We conducted a total of 32 genotyping assays in patients treated with azathioprine, who were referred to the Clinical Pharmacology Department for therapeutic monitoring of azathioprine metabolites from 2021 to 2024. phenotyping was performed by measuring azathioprine metabolites (6-TGN and 6-MMP) in patients' red blood cells using HPLC method. genotyping was performed using next generation sequencing to detect the following nucleotide substitutions: c.238G>C, c.460G>A, c.719A>G and c.626-1G>A.
Twenty-eight patients (87.5 %) were homozygous for the wild type. Four individuals (12.5 %) were deficient subjects and all carriers for *3C allele. No individual was carrier of the *2 or *4 allele. The overall concordance between genotyping and phenotyping in this population was 68.8 %.

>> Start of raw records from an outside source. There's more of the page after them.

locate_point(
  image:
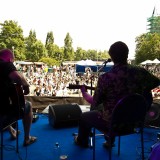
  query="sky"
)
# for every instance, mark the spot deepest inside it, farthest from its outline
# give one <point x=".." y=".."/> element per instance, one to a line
<point x="92" y="24"/>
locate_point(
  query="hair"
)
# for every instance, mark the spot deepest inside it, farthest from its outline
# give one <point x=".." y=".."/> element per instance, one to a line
<point x="119" y="52"/>
<point x="6" y="55"/>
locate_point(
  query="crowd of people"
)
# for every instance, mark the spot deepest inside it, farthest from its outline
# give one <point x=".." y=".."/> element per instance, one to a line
<point x="55" y="82"/>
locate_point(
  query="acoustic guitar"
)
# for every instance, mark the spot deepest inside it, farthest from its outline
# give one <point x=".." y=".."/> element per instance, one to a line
<point x="75" y="86"/>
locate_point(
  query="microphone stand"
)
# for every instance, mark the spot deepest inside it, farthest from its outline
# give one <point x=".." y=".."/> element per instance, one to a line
<point x="101" y="69"/>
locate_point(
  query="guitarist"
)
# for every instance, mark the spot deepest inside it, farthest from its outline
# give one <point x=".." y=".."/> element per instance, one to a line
<point x="8" y="75"/>
<point x="120" y="81"/>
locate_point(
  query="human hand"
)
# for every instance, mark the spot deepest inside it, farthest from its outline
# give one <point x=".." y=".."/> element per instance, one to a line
<point x="83" y="89"/>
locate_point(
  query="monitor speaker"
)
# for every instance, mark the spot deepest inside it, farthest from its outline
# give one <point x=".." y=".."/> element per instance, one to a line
<point x="153" y="116"/>
<point x="64" y="115"/>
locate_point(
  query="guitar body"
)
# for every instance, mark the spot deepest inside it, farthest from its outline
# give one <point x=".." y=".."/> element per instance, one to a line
<point x="74" y="86"/>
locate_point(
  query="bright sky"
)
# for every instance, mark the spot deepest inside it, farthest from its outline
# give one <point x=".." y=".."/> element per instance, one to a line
<point x="92" y="24"/>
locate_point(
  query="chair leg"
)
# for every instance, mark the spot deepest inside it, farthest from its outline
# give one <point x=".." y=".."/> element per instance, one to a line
<point x="94" y="143"/>
<point x="142" y="143"/>
<point x="17" y="139"/>
<point x="119" y="142"/>
<point x="2" y="145"/>
<point x="110" y="148"/>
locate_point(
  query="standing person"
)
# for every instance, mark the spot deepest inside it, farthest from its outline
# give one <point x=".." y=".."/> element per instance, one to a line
<point x="9" y="74"/>
<point x="120" y="81"/>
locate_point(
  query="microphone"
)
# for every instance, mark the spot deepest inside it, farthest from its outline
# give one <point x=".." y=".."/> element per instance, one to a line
<point x="108" y="60"/>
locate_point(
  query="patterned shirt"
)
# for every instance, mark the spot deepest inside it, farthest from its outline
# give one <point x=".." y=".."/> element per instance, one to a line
<point x="121" y="80"/>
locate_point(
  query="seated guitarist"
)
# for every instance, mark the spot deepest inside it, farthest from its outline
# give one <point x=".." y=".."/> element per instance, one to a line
<point x="121" y="80"/>
<point x="9" y="74"/>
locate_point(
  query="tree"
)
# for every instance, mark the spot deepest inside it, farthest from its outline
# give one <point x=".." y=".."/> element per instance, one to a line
<point x="11" y="37"/>
<point x="50" y="45"/>
<point x="68" y="49"/>
<point x="35" y="49"/>
<point x="147" y="47"/>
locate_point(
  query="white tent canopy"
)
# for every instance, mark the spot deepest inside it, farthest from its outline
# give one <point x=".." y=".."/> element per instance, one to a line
<point x="156" y="61"/>
<point x="86" y="62"/>
<point x="146" y="62"/>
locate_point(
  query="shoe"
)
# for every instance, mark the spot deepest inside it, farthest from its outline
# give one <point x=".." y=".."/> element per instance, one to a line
<point x="107" y="145"/>
<point x="79" y="143"/>
<point x="30" y="141"/>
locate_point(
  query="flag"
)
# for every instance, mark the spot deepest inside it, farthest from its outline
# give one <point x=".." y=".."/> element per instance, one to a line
<point x="153" y="12"/>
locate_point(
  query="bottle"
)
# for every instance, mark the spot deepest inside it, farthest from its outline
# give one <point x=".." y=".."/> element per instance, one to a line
<point x="57" y="151"/>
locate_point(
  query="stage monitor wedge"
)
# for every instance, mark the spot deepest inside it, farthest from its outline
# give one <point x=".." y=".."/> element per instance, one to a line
<point x="64" y="115"/>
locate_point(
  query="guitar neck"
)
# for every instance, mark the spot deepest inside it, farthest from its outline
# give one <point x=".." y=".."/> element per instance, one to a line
<point x="74" y="86"/>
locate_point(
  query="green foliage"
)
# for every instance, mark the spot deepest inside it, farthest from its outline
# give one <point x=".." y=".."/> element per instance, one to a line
<point x="31" y="49"/>
<point x="68" y="49"/>
<point x="147" y="47"/>
<point x="11" y="37"/>
<point x="49" y="61"/>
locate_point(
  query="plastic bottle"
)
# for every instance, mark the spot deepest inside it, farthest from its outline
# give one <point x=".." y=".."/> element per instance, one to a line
<point x="57" y="151"/>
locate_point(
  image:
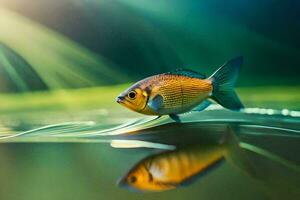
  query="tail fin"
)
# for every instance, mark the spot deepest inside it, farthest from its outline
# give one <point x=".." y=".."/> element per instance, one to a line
<point x="223" y="81"/>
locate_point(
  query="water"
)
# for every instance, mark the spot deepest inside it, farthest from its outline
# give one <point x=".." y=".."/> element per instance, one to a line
<point x="63" y="62"/>
<point x="85" y="159"/>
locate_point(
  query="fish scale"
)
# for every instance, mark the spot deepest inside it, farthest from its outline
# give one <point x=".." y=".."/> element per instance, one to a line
<point x="182" y="90"/>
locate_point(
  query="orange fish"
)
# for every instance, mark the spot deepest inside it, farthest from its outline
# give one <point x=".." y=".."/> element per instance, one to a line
<point x="172" y="169"/>
<point x="182" y="90"/>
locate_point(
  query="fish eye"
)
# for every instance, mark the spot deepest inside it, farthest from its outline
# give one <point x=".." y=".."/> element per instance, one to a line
<point x="133" y="179"/>
<point x="132" y="95"/>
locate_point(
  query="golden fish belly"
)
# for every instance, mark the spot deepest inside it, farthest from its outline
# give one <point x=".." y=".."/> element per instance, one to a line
<point x="177" y="167"/>
<point x="181" y="94"/>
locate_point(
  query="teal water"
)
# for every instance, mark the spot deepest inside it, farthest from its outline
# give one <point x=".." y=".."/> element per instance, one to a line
<point x="85" y="160"/>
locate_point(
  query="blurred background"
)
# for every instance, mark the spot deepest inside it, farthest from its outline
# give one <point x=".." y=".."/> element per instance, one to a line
<point x="66" y="60"/>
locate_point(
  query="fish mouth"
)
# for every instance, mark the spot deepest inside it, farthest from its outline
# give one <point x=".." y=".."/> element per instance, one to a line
<point x="120" y="99"/>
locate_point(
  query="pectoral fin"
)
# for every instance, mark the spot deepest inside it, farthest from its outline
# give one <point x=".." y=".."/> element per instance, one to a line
<point x="156" y="103"/>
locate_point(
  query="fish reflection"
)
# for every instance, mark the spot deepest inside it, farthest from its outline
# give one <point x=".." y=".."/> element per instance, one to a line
<point x="171" y="169"/>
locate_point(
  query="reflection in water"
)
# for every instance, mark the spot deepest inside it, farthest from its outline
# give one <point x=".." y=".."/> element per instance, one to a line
<point x="169" y="170"/>
<point x="172" y="169"/>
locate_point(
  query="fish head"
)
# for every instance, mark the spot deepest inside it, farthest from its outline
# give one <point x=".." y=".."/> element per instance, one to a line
<point x="134" y="98"/>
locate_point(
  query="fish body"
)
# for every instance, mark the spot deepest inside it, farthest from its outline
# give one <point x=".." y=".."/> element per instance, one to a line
<point x="172" y="169"/>
<point x="182" y="90"/>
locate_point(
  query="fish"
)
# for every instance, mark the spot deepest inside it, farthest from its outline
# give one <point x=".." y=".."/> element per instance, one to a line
<point x="183" y="90"/>
<point x="172" y="169"/>
<point x="169" y="170"/>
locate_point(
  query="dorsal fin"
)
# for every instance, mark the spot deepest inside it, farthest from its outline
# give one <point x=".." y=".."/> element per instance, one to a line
<point x="187" y="72"/>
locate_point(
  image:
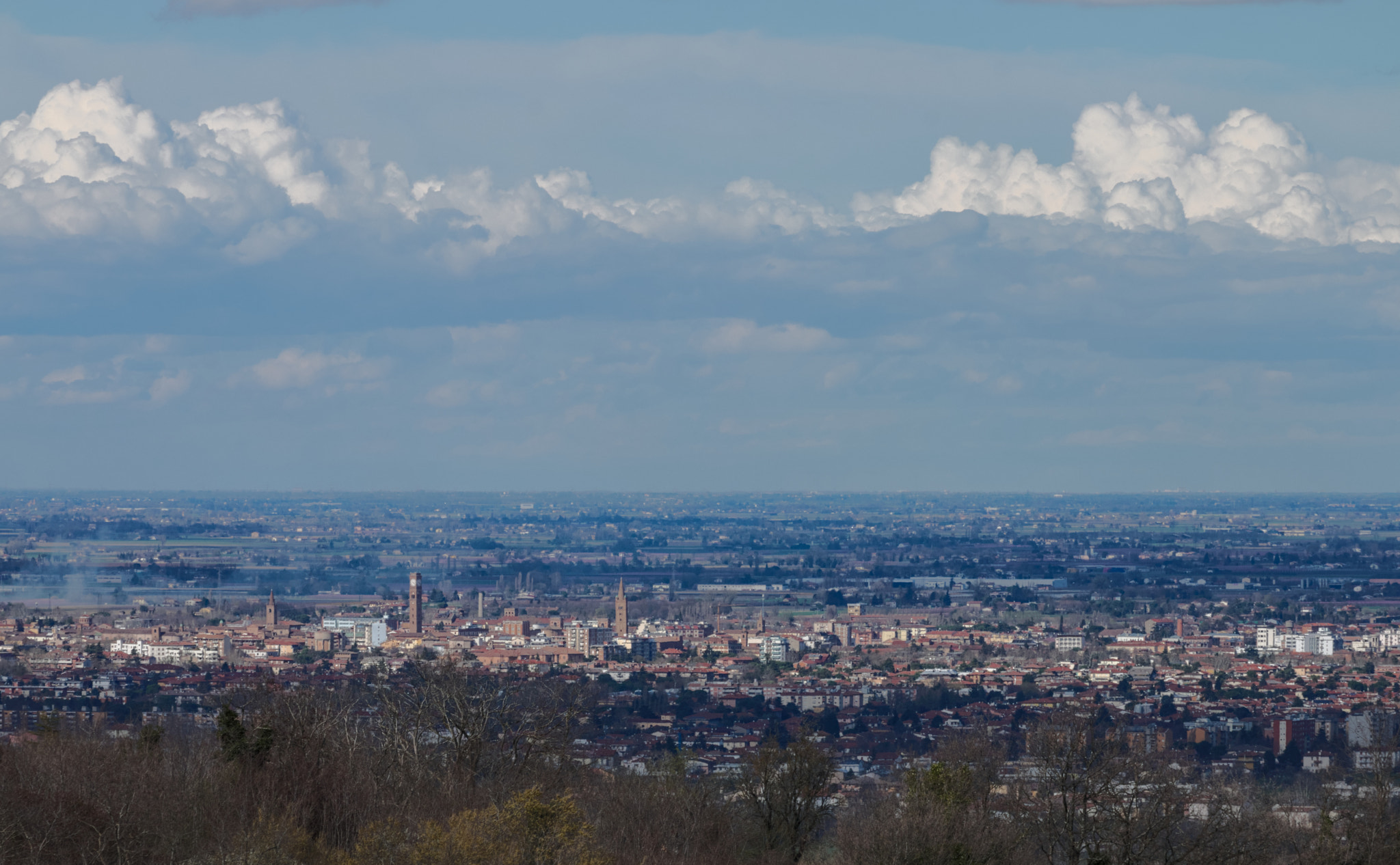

Overall, 12.5 % of the Tunisian subjects were found to carry the *3C allele. However, essential for more accurate estimation of genotype-phenotype correlation in our population. Combining genotyping and phenotyping is likely represents the most effective approach to prevent life-threatening myelosuppression associated with thiopurines.
硫嘌呤甲基转移酶(TPMT)基因多态性与酶活性降低或缺乏相关,因此常规剂量硫唑嘌呤治疗后骨髓抑制风险增加。不同种族中缺陷基因型的频率分布有所不同。由于突尼斯的数据有限,我们旨在检测接受硫唑嘌呤治疗的突尼斯患者中的变异等位基因(*2、*3B、*3C、*4),并研究常见等位基因的表型与基因型之间的一致性。
我们对接受硫唑嘌呤治疗的患者共进行了32次基因分型检测,这些患者在2021年至2024年期间被转诊至临床药理学部门进行硫唑嘌呤代谢物的治疗监测。通过使用高效液相色谱法测量患者红细胞中的硫唑嘌呤代谢物(6 - 硫鸟嘌呤核苷酸和6 - 甲巯基嘌呤)进行表型分析。使用下一代测序进行基因分型以检测以下核苷酸替换:c.238G>C、c.460G>A、c.719A>G和c.626 - 1G>A。
28名患者(87.5%)为野生型纯合子。4名个体(12.5%)为缺陷受试者,均为3C等位基因携带者。没有个体是2或*4等位基因的携带者。该人群中基因分型与表型分析的总体一致性为68.8%。
总体而言,发现12.5%的突尼斯受试者携带*3C等位基因。然而,对于更准确估计我们人群中的基因型 - 表型相关性至关重要。结合基因分型和表型分析可能是预防与硫嘌呤相关的危及生命的骨髓抑制的最有效方法。